Abstract - Information Extraction || Heng Ji

City University of New York


Leveraging Redundancy for Cross-Source Information Extraction, Fusion and Inference

One of the initial goals for Information Extraction (IE) was to create a knowledge base from the entire input corpus, such as a profile or a series of activities about any entity, and allow further logical reasoning on the knowledge base. In practice, such information may be scattered among a variety of sources (large-scale documents, languages, genres and data modalities). This requires the ability to identify topically-related documents and to integrate facts, possibly redundant, possibly complementary, possibly in conflict, coming from these documents. Unfortunately the knowledge base constructed from a typical IE pipeline often contains lots of erroneous and conflicting facts.

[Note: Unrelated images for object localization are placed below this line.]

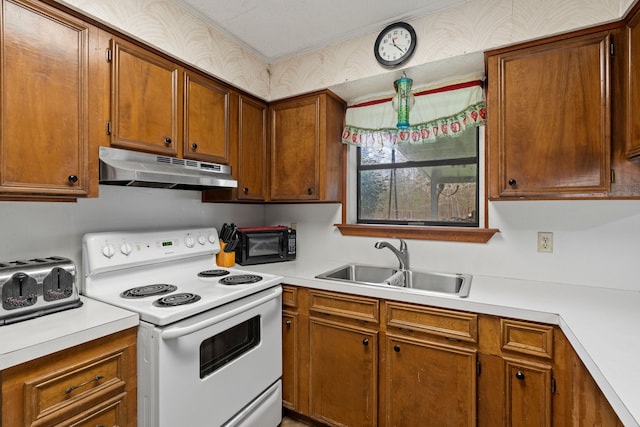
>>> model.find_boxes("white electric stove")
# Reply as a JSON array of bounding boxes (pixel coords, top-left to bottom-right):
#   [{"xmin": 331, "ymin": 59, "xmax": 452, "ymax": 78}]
[{"xmin": 82, "ymin": 227, "xmax": 284, "ymax": 427}]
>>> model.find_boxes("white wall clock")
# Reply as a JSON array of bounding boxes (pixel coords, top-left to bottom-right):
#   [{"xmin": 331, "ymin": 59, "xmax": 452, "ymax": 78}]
[{"xmin": 374, "ymin": 22, "xmax": 417, "ymax": 67}]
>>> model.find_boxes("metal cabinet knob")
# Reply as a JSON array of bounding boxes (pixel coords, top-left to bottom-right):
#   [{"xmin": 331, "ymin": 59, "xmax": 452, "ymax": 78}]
[
  {"xmin": 394, "ymin": 345, "xmax": 401, "ymax": 352},
  {"xmin": 164, "ymin": 137, "xmax": 172, "ymax": 145},
  {"xmin": 515, "ymin": 371, "xmax": 525, "ymax": 380},
  {"xmin": 68, "ymin": 175, "xmax": 78, "ymax": 183},
  {"xmin": 285, "ymin": 320, "xmax": 291, "ymax": 327},
  {"xmin": 508, "ymin": 179, "xmax": 517, "ymax": 187},
  {"xmin": 307, "ymin": 187, "xmax": 314, "ymax": 195},
  {"xmin": 362, "ymin": 338, "xmax": 369, "ymax": 346},
  {"xmin": 191, "ymin": 143, "xmax": 198, "ymax": 150},
  {"xmin": 243, "ymin": 187, "xmax": 249, "ymax": 194}
]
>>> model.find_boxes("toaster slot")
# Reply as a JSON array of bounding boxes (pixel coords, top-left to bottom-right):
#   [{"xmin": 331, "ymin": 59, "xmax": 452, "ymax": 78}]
[
  {"xmin": 43, "ymin": 267, "xmax": 74, "ymax": 301},
  {"xmin": 2, "ymin": 273, "xmax": 38, "ymax": 310}
]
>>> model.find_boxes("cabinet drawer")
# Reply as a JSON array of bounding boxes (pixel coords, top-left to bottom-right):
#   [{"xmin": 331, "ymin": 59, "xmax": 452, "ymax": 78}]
[
  {"xmin": 24, "ymin": 350, "xmax": 127, "ymax": 425},
  {"xmin": 309, "ymin": 290, "xmax": 379, "ymax": 324},
  {"xmin": 57, "ymin": 392, "xmax": 125, "ymax": 427},
  {"xmin": 385, "ymin": 301, "xmax": 478, "ymax": 343},
  {"xmin": 501, "ymin": 319, "xmax": 553, "ymax": 359},
  {"xmin": 282, "ymin": 285, "xmax": 298, "ymax": 308}
]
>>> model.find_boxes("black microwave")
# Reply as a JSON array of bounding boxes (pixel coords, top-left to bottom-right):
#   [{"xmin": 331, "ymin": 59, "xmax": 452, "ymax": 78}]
[{"xmin": 235, "ymin": 226, "xmax": 296, "ymax": 265}]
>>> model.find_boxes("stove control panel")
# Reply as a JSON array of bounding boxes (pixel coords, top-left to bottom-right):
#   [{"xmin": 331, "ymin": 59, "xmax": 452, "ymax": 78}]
[{"xmin": 83, "ymin": 228, "xmax": 219, "ymax": 275}]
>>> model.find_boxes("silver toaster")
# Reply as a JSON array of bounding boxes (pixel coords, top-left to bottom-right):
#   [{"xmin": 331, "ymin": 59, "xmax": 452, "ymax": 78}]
[{"xmin": 0, "ymin": 256, "xmax": 82, "ymax": 325}]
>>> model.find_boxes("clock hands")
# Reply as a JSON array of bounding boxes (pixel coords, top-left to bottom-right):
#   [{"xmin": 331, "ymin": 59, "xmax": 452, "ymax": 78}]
[{"xmin": 391, "ymin": 37, "xmax": 408, "ymax": 53}]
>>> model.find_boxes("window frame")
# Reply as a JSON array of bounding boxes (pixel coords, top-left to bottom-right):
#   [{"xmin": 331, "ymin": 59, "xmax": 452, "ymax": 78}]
[
  {"xmin": 335, "ymin": 125, "xmax": 499, "ymax": 243},
  {"xmin": 355, "ymin": 127, "xmax": 480, "ymax": 227}
]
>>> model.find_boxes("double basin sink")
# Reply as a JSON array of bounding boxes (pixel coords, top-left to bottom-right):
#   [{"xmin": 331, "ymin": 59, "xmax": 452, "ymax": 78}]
[{"xmin": 315, "ymin": 264, "xmax": 471, "ymax": 298}]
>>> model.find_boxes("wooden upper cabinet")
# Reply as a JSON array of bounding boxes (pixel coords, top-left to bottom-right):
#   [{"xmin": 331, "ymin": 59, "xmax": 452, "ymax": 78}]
[
  {"xmin": 238, "ymin": 95, "xmax": 268, "ymax": 200},
  {"xmin": 486, "ymin": 30, "xmax": 612, "ymax": 199},
  {"xmin": 0, "ymin": 0, "xmax": 94, "ymax": 197},
  {"xmin": 626, "ymin": 5, "xmax": 640, "ymax": 158},
  {"xmin": 109, "ymin": 38, "xmax": 180, "ymax": 156},
  {"xmin": 183, "ymin": 70, "xmax": 230, "ymax": 163},
  {"xmin": 269, "ymin": 90, "xmax": 345, "ymax": 201}
]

Interestingly, when the data grows beyond some certain size, the extracted facts become inter-dependent and thus we can take advantage of information redundancy to conduct reasoning across sources and improve the performance of IE. This talk will describe and compare four general frameworks to leverange reundancy based on Information Networks to conduct more complete information fusion and robust inference. Experiments on cross-document, cross-lingual and cross-media IE will be presented and discussed.

Heng Ji is an assistant professor and doctoral faculty in Computer Science at Queens College and the Graduate Center of City University of New York. She received her Ph.D. in Computer Science from New York University in 2007. Her research interests focus on Information Extraction and Knowledge Discovery. She was the recipient of NSF CAREER Award in 2010. She is the coordinator of the NIST TAC Knowledge Base Population task in 2010 and 2011, and the IE area chair of NAACL-HLT2012.